Rimington’s No. 50 jersey was retired in 1982, the same year he won both the Outland and the Lombardi. The following spring, the Cincinnati Bengals drafted Rimington in the first round. He played five seasons in Cincinnati and his last two years with the Philadelphia Eagles before retiring from football in 1989. When Rimington was named the Big Eight Offensive Player of the Year in 1981, it marked the only time in conference history that a lineman earned that prestigious honor, which serves as another separator in comparative analysis. Perhaps the most compelling honor Rimington received was being the first and still the only Husker Academic All-American who has been selected into that prestigious group's Hall of Fame.

Every honor that could come Rimington’s way did: team captain; National Football Foundation and College Football Hall of Fame Scholar-Athlete; Walter Camp All-Century Team. No wonder the Omaha South graduate helped the Huskers win back-to-back Big Eight titles in 1981 and '82 and was the center of attention when NU led the nation in rushing his senior season.

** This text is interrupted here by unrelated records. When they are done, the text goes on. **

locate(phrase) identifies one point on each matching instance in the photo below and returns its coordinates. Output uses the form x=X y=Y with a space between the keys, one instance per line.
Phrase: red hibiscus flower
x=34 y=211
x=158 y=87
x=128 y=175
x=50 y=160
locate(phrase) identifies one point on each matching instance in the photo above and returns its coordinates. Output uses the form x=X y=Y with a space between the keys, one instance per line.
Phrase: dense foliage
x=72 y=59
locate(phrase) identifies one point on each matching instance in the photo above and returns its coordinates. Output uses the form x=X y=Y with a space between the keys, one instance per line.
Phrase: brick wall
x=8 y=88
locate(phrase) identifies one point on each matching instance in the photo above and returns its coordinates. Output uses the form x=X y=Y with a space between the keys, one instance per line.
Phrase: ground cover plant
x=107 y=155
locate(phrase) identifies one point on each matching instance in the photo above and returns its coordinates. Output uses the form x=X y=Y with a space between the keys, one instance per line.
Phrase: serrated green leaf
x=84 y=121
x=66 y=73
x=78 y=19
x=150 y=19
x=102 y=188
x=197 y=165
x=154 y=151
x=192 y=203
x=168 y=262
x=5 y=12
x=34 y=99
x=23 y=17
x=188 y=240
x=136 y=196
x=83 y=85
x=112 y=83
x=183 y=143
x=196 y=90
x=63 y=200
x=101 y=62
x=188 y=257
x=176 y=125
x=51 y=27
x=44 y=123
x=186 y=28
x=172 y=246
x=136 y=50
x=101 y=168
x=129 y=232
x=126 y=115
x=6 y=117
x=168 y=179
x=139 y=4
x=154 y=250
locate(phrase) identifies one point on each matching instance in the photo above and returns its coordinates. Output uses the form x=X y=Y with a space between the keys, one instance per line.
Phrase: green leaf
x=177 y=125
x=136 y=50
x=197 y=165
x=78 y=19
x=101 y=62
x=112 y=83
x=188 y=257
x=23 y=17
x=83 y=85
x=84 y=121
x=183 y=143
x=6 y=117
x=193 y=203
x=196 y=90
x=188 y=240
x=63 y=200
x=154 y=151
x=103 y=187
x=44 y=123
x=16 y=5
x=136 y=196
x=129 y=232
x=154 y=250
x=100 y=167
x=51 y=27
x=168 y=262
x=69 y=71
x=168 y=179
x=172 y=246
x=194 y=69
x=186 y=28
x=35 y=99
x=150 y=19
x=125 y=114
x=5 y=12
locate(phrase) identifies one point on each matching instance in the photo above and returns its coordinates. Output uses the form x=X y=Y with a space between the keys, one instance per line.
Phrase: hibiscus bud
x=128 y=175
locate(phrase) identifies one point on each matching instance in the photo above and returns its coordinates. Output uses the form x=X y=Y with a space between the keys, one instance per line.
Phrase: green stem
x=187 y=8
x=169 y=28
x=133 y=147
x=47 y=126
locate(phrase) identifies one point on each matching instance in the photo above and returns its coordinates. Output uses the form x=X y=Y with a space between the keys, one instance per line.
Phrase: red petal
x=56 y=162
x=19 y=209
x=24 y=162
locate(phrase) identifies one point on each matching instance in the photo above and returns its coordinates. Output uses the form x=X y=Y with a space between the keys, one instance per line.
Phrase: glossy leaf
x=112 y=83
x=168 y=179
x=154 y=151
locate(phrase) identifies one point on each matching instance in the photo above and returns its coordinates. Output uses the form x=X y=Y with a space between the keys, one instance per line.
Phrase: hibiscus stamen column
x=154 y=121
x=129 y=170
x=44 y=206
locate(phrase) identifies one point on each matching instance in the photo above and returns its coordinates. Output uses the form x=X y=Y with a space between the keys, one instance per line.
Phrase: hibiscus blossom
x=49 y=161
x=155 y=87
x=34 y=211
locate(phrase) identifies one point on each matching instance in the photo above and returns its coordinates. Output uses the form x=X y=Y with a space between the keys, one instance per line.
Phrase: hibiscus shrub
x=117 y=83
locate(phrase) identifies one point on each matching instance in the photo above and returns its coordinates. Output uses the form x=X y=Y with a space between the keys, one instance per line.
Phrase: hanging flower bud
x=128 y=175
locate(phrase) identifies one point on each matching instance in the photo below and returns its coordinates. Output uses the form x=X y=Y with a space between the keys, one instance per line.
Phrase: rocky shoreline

Rimington Helps Raise $105 Million for the Boomer Esiason Foundation

One accolade after another became the norm for Rimington, who has spent the last 20 years serving as President of the Boomer Esiason Foundation (BEF). Esiason, the former Bengals’ quarterback, hired Rimington for two years, then asked the Omaha native to preside over the foundation named after him. Under Rimington’s leadership, the Boomer Esiason Foundation has raised more than $105 million toward finding a cure for cystic fibrosis. Rimington, his wife Lisa, and their four children live in an apartment across the street from Central Park in New York City.

Most recently, Rimington led the charge for Boomer’s Foundation to donate $10 million to help develop a drug that was approved and has provided a cystic fibrosis cure for 4 percent of the CF population. “Once they get FDA approval, we’re one of the partners in a $3.3 billion drug that is looking to cure up to 50 percent with different genetic mutation for CF,” Rimington said. “It takes a lot of money and a lot of collaboration to find a cure. We’re enthused that the Cystic Fibrosis Foundation is part of the plan to bring pharmaceutical companies and donors together.”

 

Rimington Credits Osborne for His Positive Leadership Style

Tom Osborne, is the only living Nebraska coach inducted into the College Football Hall of Fame, and it’s no surprise that Rimington credits Osborne for his positive leadership style. Osborne was either Nebraska’s head coach or an assistant coach for eight of the nine Husker living legends who have been inducted into the College Football Hall-of-Fame. The only Husker Hall-of-Fame player that Osborne didn’t coach was the late Forrest Behm, who died this past summer.

“Dave was a big man in the 1980s,” Osborne said. “He probably weighed close to 300 pounds, was an avid weightlifter and had amazing quickness.” Rimington played in the Shrine Bowl Game before he enrolled at Nebraska and tore his ACL. “He played his whole career with a torn ACL,” Osborne said. “He had strong enough quads and muscle to be able to survive, but he eventually ended up with a pretty bad knee. Dave was one of the very last people who had an ACL injury that was never repaired.”

Rimington Was the Quickest Big Guy that Osborne Has Ever Seen

In the 1980s, surgeons had not perfected the technique and “didn’t really know how to do it,” Osborne said. “That was unfortunate for Dave, but that’s the way it was in football for years and years. Lots of people ended up with really bad knees when they got older. I think Dave probably had his professional career shortened to some degree by that.”

Osborne said Rimington’s greatness was the result of his strength, size and quickness. “For a big guy, Dave was the quickest guy I’ve ever seen,” Osborne said. “He could really anticipate the snap count. Sometimes, he was so quick, it made it hard for everyone else to keep up with him.”

The same could be said for Nebraska’s best football players in school history. When it came down to measuring the totality of accomplishments – academics, athletics and lifelong skills – Dave Rimington was in a league of his own and from here on out, he’s the standard by which others will be measured.